Hubo una carcajada general, pero el recién llegado ni se inmutó. Tardamos unos segundos en reconocer en aquella figura al nuevo. Traía una carpeta bajo el brazo y se fue hacia su sitio sin decir nada; sin pedir perdón por llegar tarde y por supuesto sin mirarnos a ninguno. La Rastafari estaba boquiabierta. La verdad era que causaba sensación. El nuevo, con su cara tan pálida y sus ojos de color azul, y el mechón rubio asomando por debajo del gorro, parecía un extraterrestre envuelto en aquel atuendo moruno.
En cuanto se hubo repuesto de la impresión, la Rastafari trató de recobrar el control de los acontecimientos.
—¿De qué vienes disfrazado? —preguntó.
—No es ningún disfraz —contestó el nuevo, con la vista clavada en su mesa, como si nada aparte de ella fuera de su interés.
—¿Cómo que no…? Vamos a ver, cómo te llamabas tú, que no me acuerdo —dudó la Rastafari, mientras buscaba en la lista—. Ya, Pérez, eso es, Pérez José María. ¿Qué te crees, que esto es un circo?
El nuevo no dijo nada. Se había sentado, había abierto la carpeta y dibujaba algo en un cuaderno. Era como si no oyera a la Rastafari.
—Contéstame —insistió ella—. ¿Crees que estás en el circo?
El nuevo levantó la cabeza despacio y dijo, con dulzura:
—Yo no, ¿y usted?
Nadie llamaba a la Rastafari de usted.

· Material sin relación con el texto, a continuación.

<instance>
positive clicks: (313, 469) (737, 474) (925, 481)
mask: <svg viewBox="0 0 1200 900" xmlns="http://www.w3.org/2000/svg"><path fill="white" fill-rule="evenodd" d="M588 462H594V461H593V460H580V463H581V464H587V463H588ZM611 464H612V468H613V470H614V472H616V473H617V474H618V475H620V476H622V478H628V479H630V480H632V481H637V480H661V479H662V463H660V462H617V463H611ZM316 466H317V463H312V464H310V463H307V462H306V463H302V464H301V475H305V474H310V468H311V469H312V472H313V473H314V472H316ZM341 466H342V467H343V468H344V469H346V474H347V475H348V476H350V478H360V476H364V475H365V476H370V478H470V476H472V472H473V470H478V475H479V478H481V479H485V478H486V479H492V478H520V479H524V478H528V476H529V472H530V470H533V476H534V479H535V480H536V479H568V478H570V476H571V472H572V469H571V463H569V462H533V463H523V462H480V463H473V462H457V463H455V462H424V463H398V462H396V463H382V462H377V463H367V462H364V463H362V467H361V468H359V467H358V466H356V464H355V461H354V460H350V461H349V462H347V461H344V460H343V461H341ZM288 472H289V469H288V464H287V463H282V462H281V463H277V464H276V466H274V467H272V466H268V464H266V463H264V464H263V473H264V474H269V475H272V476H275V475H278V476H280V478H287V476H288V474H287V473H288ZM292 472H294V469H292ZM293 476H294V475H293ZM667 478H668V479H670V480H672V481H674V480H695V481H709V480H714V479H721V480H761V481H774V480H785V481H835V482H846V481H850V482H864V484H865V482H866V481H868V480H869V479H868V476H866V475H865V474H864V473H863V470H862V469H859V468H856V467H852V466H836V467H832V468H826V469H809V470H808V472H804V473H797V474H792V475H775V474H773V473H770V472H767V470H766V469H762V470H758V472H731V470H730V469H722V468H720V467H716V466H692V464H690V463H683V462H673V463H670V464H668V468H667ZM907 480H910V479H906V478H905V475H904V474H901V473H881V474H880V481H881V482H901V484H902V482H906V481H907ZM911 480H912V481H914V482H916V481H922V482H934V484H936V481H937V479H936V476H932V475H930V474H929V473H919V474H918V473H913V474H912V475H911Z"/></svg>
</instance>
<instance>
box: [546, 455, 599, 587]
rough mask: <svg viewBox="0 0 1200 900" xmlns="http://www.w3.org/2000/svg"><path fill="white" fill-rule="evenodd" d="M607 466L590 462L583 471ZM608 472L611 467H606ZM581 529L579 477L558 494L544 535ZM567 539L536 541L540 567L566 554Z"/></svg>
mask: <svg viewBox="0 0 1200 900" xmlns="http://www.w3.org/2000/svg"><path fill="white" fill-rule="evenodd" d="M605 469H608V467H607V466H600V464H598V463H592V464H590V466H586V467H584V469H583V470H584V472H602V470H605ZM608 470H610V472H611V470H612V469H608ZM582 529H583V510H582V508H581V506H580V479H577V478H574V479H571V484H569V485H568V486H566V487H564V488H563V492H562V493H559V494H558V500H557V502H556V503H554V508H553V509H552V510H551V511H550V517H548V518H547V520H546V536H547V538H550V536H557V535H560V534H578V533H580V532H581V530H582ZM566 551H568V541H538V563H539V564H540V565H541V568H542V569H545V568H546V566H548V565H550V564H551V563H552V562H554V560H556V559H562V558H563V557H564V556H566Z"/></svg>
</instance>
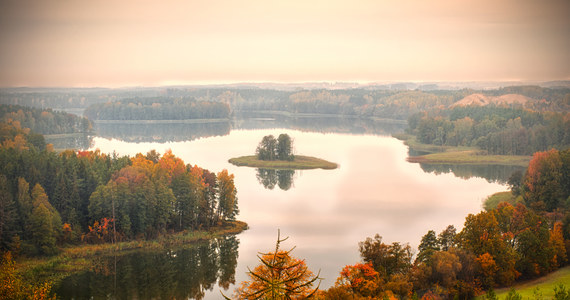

Era de esos profesores que desde el primer día hacen mucho hincapié en que les tutees.
—Oye, vamos a tener la fiesta en paz —le avisó; pero por mucho que intentaba controlarse, se veía que era menos paciente que Anselmo—. ¿A ti te parece normal venir a clase con esa chilaba?
—Lo que me parece es que es usted un poco inculta, señorita —observó el nuevo, con la misma indiferencia con que habría podido hablar del tiempo—. Esto que llevo no es una chilaba, sino una gandora. Para que otra vez sepa distinguirla, la chilaba tiene manga larga y capucha.
Todos nos quedamos de piedra. La Rastafari no podía pasarle aquello.
—Bueno, ya está bien —dijo, secamente—. Ya puedes ir saliendo de esta clase. Y no vuelvas hasta que no aprendas educación.
El nuevo se puso en pie. Sin ninguna prisa, cerró su carpeta. Mientras recogía, todavía se permitió comentar:
—Qué poco sentido del humor tiene usted, señorita.
—He dicho que te vayas —repitió la Rastafari, con su voz más gélida.
Pero antes de desaparecer, el nuevo tuvo tiempo para una última burla:
—Por cierto, que si no quiere que crean que su clase es un circo, no debería disfrazarse usted de Bob Marley.